Unter Akademikern wie auch im Rest der Gesellschaft ist kritisches Denken Mangelware - meinen die sogenannten "Skeptiker". Sie wundern sich darüber, was so alles in oder trotz der Wissenschaft geglaubt wird. Unter dem Motto "Wissenschaft fördern in einer Zeit der Ungewissheit" trafen sie sich jetzt in Berlin.

Von Daniela Siebert | 21.05.2012
    Warum glauben immer noch so viele Menschen, wir würden nur zehn Prozent unseres Gehirns benutzen? Was passiert wenn ein Moskito genau in einen Akupunktur-Punkt sticht?

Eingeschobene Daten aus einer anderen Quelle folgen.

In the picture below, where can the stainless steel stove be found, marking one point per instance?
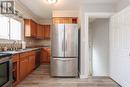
(6, 68)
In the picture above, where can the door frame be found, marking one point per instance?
(84, 57)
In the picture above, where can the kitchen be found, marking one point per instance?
(45, 43)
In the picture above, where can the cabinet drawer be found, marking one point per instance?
(25, 54)
(31, 53)
(15, 58)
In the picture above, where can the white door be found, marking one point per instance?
(120, 48)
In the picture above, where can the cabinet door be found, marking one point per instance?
(31, 62)
(39, 31)
(15, 60)
(23, 68)
(44, 56)
(33, 28)
(46, 31)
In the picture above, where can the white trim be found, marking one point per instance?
(83, 76)
(85, 61)
(100, 14)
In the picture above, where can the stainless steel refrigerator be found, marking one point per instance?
(64, 60)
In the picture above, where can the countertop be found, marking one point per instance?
(22, 50)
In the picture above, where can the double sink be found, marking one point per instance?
(19, 50)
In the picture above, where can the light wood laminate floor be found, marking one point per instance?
(41, 78)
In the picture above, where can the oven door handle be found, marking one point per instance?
(2, 60)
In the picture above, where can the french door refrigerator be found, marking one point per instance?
(64, 60)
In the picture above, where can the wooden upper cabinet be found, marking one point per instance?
(45, 55)
(47, 29)
(40, 31)
(30, 28)
(65, 20)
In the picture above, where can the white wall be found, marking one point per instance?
(65, 13)
(100, 10)
(100, 54)
(120, 47)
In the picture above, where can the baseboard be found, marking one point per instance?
(83, 76)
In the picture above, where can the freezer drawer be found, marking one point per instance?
(58, 40)
(64, 67)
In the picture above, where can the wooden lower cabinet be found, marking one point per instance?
(31, 62)
(45, 55)
(15, 70)
(27, 64)
(23, 65)
(23, 68)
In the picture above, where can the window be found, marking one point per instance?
(15, 29)
(10, 28)
(4, 27)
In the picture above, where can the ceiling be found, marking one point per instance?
(43, 10)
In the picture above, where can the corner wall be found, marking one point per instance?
(100, 40)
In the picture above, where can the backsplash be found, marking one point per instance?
(10, 45)
(30, 42)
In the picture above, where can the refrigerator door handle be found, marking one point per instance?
(65, 45)
(62, 45)
(61, 59)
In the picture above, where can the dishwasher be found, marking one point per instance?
(37, 59)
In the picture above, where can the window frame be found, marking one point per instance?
(9, 28)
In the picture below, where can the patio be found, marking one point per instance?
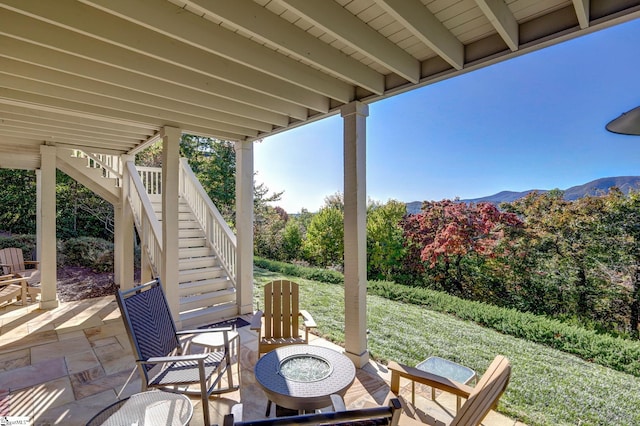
(64, 365)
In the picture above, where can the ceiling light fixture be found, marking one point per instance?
(627, 124)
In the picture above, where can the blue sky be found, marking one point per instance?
(533, 122)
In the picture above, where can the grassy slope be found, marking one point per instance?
(548, 387)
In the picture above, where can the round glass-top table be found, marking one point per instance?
(149, 408)
(303, 377)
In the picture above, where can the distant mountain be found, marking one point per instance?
(624, 183)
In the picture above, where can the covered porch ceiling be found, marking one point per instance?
(109, 74)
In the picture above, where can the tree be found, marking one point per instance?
(324, 244)
(292, 240)
(385, 242)
(18, 196)
(625, 228)
(446, 233)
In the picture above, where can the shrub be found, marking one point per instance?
(24, 241)
(94, 253)
(614, 352)
(316, 274)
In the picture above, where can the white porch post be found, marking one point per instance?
(47, 213)
(244, 226)
(170, 173)
(355, 232)
(38, 215)
(123, 235)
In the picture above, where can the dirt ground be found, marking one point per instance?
(77, 283)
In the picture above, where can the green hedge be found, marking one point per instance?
(315, 274)
(613, 352)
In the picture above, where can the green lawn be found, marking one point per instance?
(547, 387)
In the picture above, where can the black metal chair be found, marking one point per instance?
(161, 354)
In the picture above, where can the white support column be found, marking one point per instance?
(123, 234)
(38, 215)
(355, 232)
(47, 213)
(244, 226)
(170, 171)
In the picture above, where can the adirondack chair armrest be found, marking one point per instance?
(256, 321)
(18, 280)
(308, 319)
(165, 359)
(203, 330)
(438, 382)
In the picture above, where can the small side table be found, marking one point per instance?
(445, 368)
(148, 408)
(214, 341)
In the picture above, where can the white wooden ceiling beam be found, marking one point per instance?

    Solche Fragen werden auf dem Welt-Skeptiker-Kongress gestellt. Der hatte dieses Jahr das Motto "Wissenschaft fördern in einer Zeit der Ungewissheit". Das Anliegen, das dahintersteht, erklärt Julia Offe, Kongress-Organisatorin von der Gesellschaft zur wissenschaftlichen Untersuchung von Parawissenschaften, GWUP:

    "Wir wollen damit sagen, dass viele Leute heutzutage ein bisschen überfordert sind mit den ganzen Entscheidungen, die sie treffen können, mit Unsicherheiten, und dann gerne einfache Antworten suchen, so wie sie zum Beispiel Wahrsager oder auch Alternativmediziner anbieten."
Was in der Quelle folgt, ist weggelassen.